Since the efficiency of a rocket engine depends largely on its exhaust velocity, the nuclear engine has a big initial advantage, but it has to pay a high price. The engine itself, which must be cooled elaborately by the liquid hydrogen, will be about as complicated as a conventional chemical engine (see diagram). Its controls will be even more complicated, and all its delicate parts will have to perform perfectly in spite of intense gamma rays striking through them at takeoff.

The worst problem will be the reactor itself. The core will have to be small, probably a cylinder a few feet in diameter, but it will have to generate something like 100 times the energy of the massive reactor of Britain’s Calder Hall nuclear power station. This means that it will run very hot, and will be kept from flashing into vapor only by the stream of liquid hydrogen forced rapidly through it. On the other hand, the core need work for only a few minutes. By that time the propellant will have been exhausted, and the rocket will be on its way into deep space.

Kiwi-A. This sort of engine, which nuclear engineers consider a first step only, has been in development at Los Alamos Scientific Laboratory for three years under the code name of Project Rover. The first experimental engine, the Kiwi-A (which is not expected to fly, hence the name), is scheduled for testing in Nevada late this year, and an elaborate test setup is being built at Jackass Flats, a safe 20 miles (and many mountains) west of the Atomic Energy Commission’s main test base.

In spite of its comparative feebleness, Kiwi-A will do its reacting all by itself.
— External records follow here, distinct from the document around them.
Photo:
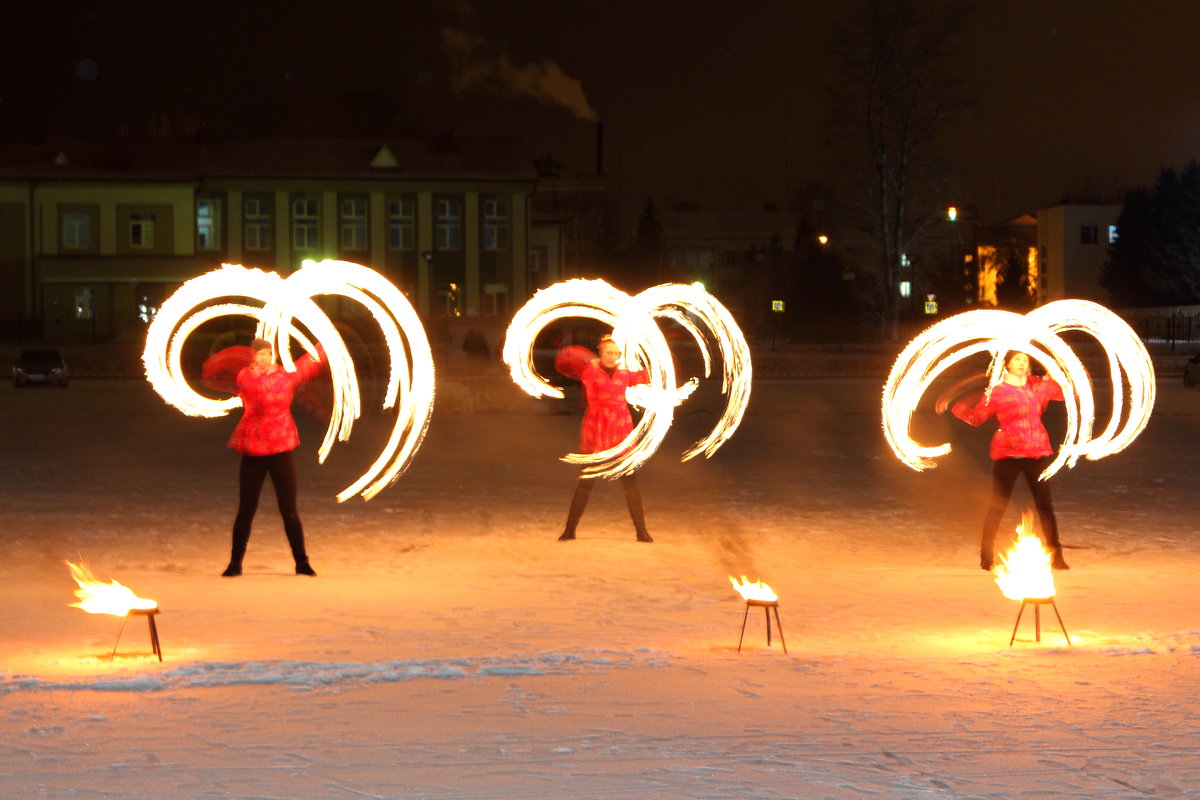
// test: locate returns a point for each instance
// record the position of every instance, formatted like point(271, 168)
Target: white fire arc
point(634, 320)
point(282, 302)
point(1036, 334)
The nearest humans will be at a control point 1½ miles away. When the test is over, Kiwi-A, still intensely radioactive, will be drawn along a railroad track by a remotely controlled locomotive and tucked into a shielded area where it can be inspected by nonhuman hands controlled from behind thick shields.

Kiwi-A will be only a small beginning. Later will come more ambitious engines of the same general type. The chances are that they will not be used for military purposes; chemical rockets can toss H-bombs cheaper and better. The role of nuclear rockets will be to carry large payloads to orbits around the earth or to the nearer parts of the solar system. They will be particularly good for ferrying supplies to an orbiting space-station. The engine will use only a small part of its uranium fuel during each trip, so if the space-ferry is recoverable, it can make several trips on the same charge.

For Deep Space. Nuclear rocket enthusiasts are not really satisfied with an engine that works in so simple a way. They are already dreaming of more sophisticated schemes for long-distance flights. One of these is an engine whose nuclear fuel is a uranium-rich gas mixed with the hydrogen propellant. When the nuclear reaction starts, both gases will get hot and blast out of the nozzle. This would produce a magnificent short-duration thrust, but the wasted uranium would cost something like $150 million per takeoff. The way around this little difficulty would be some system to keep the heavy uranium atoms in the reaction chamber while permitting the hydrogen to escape. No one now knows how to do it.

Another possibility is a rocket engine that uses nuclear fusion of heavy hydrogen instead of fission of uranium. No controlled fusion reactor has yet been constructed for any purpose, and making a light one for rockets will be much harder than making a heavy one for power stations. But the nuclear enthusiasts are not discouraged. Deuterium is cheap, they say, and even if the entire stock were shot out of the nozzle, the fuel for a flight would cost only $150,000.

Getting off the ground, say the nuclear rocketmen, is only part of the space-flight problem. After the earth has been left behind, and the ship is moving essentially in gravity-free space, it will need an engine that can exert a small thrust for a long time. Several nuclear systems look good for this purpose. A small stream of propellant could be heated by an electric arc, shooting out of the nozzle at very great speed. Or the propellant could be ionized and shot away from the rocket by electrical repulsion. The thrust of this system would be extremely low, but it would use little material. Ten Ibs. of thrust working for 1.5 years would speed a 50-ton spaceship to 135,000 m.p.h. At the end of this time it would have covered one billion miles, or beyond the orbit of Saturn.